Subgroup survival analysis showed that the OS and RFS of patients without MVI were significantly improved in the laparoscopic resection group compared to the laparotomic resection group before and after PSM. We speculated that blood loss, length of hospitalization and postoperative complications were potential factors which influenced patients’ survival [14, 29,30,31]. Nevertheless, no significant differences in OS and RFS were obtained in patients with MVI between the laparoscopic and laparotomic resection groups after PSM. We considered that the survival benefits of patients who underwent laparoscopic resection were counteracted by the presence of MVI. Therefore, from a conservative viewpoint, our results can be interpreted to indicate that laparoscopic liver resection is at least not inferior to the standard open resection approach and can be a feasible alternative for HCC patients at BCLC stages 0–A regardless of the presence of MVI.

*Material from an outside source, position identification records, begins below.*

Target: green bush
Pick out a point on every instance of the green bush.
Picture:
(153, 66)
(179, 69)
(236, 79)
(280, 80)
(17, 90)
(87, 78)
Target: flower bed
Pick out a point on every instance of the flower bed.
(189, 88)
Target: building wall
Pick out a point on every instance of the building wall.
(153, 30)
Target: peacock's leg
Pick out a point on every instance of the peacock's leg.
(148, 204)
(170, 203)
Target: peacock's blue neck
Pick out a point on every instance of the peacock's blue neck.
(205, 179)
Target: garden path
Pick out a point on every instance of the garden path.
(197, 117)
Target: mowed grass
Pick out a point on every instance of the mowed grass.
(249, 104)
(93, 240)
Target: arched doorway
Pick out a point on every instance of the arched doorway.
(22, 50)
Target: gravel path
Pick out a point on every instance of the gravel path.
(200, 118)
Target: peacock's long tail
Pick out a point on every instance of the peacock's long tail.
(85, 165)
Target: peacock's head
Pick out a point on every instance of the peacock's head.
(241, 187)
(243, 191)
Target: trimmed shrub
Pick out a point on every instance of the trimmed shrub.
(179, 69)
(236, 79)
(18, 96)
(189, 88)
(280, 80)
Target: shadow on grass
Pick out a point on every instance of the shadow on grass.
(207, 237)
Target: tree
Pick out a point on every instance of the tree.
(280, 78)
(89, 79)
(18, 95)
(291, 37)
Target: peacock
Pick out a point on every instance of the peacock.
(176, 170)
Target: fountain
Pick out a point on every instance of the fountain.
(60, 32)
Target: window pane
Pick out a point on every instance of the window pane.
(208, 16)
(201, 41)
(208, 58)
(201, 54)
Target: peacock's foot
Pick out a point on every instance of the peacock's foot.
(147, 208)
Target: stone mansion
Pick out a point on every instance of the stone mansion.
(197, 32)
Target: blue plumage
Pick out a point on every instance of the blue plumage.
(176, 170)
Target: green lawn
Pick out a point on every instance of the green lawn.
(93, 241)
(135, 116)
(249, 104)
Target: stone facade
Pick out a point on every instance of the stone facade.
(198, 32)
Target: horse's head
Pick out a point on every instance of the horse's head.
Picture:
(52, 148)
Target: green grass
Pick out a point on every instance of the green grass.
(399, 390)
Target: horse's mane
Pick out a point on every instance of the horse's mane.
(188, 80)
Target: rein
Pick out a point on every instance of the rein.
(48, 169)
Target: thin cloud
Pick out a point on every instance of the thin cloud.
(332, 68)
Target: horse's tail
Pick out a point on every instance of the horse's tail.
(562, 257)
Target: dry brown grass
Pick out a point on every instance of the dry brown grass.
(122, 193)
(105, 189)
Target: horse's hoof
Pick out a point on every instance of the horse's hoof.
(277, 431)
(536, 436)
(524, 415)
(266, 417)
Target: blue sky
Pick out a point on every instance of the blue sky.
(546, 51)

Intraoperative and postoperative short-term outcomes following the two surgical approaches were also compared and analyzed in this study. Our results showed that laparoscopic hepatectomy had more minor liver resection, more peripheral-located tumors, more required Pringle’s maneuver and higher occlusion duration, less blood loss, a lower frequency of blood transfusion, a shorter operation time, and a shorter hospital stay compared with laparotomic hepatectomy. We considered that the higher operative efficiency and less need for blood transfusion of laparoscopic hepatectomy may be associated with the smaller incision and less surgical trauma. Nonetheless, a previous study demonstrated that laparoscopic right hepatectomy (LRH) was associated with a tendency of prolonged operation time after PSM [32]. We speculated that the prolonged operation time may be related to the relative complexity of this procedure, the limited vision field of right hepatectomy, and less experience and skills of operating surgeons. Additionally, we found that the postoperative complication rates of hydrothorax and ascites were significantly reduced for patients who underwent laparoscopic liver resection. However, a previous study reported that postoperative complication rates were comparable for HCC patients between the laparoscopic and laparotomic groups in the PSM cohort [33]. Hence, the operation time, safety degree and postoperative complication rates of these two surgical approaches for HCC patients are still controversial.

The present study has several limitations. First, this is a nonrandomized retrospective study with its inherent selection bias. Although a 1:1 propensity score matching was performed to minimize baseline differences between the laparoscopic and laparotomic hepatectomy groups, potential confounders may still exist to influence outcomes. Further prospective research needs to be designed and conducted. Second, certain heterogeneity in center experience, surgical procedures and perioperative management may exist among different hospitals. Third, although the number of patients enrolled in our study is relatively large, the sample size is still insufficient to draw a firm conclusion about the effect of MVI on the surgical choice in HCC patients. Last, this study was conducted in China with most patients having a background of HBV infection. It is unknown whether our findings can be extrapolated to other different races and etiologies.

Conclusion

Taken together, our study elucidated that for HCC patients at BCLC stages 0 or A, the long-term outcomes of patients who were treated with laparoscopic liver resection were at least not inferior to those of patients who underwent laparotomic hepatectomy approach. Therefore, laparoscopic liver resection may be a safe and feasible alternative for HCC patients at early stages, regardless of the presence of MVI.